Four years down the road

A small milestone went quietly by a few weeks ago. The other Sean commented at work the other day that it had been over four years since we started blogging. Three of us started writing at about the same time, and I think it has been a great exercise and outlet for all of us.

I looked up my first post and found it was written on August 4th of 2007. In that first post I mentioned a couple of missions for the blog. More than anything, I wanted to get back into the habit of writing again. I had kept journals sporadically since I was in my 20's, and I had found clarity and comfort in writing.

When I started the blog, I had just returned from a week-long bike ride around Montana, Canada, and Glacier National Park. As I wrote back in 2007,
I find that my head is clearer when I am away from home and on my bike. At times it seems even my vision is clearer. I’ve had no significant epiphanies while riding, but they often seem like they are just over the next hill.
And this is where the name of the blog came from. I wanted to bring the peace that I found while riding back home with me. To find clarity, inspiration and beauty in my daily life, not just when I am away and unburdened.

Much has changed in the past four years. The end of my marriage made me question myself more than ever. There were more navel-gazing posts as I sought to find the answers I would never be given. I have tried to become a better version of myself, and the pursuit of clarity continues.

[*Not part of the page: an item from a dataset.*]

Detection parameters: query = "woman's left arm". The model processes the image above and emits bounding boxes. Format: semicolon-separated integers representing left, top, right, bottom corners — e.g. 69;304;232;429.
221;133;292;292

With the move to San Diego, the blog has also become a place where my friends and family in Washington can check in and see what is going on in my life. I have never been good at calling or sending the random email to stay in touch, so this is where I tell my story. But I haven't been very good at that lately either, and I would like to get back to mixing in pieces of my daily life. I would like to get back to paying attention to the extraordinary in the mundane.

Motivation and creativity peaks and troughs. Sometimes the writing is forced, and the quality ebbs and flows as well (sorry 'bout that). But the habit of this blog, and the thought that there are a few people out there expecting a post, has kept me writing.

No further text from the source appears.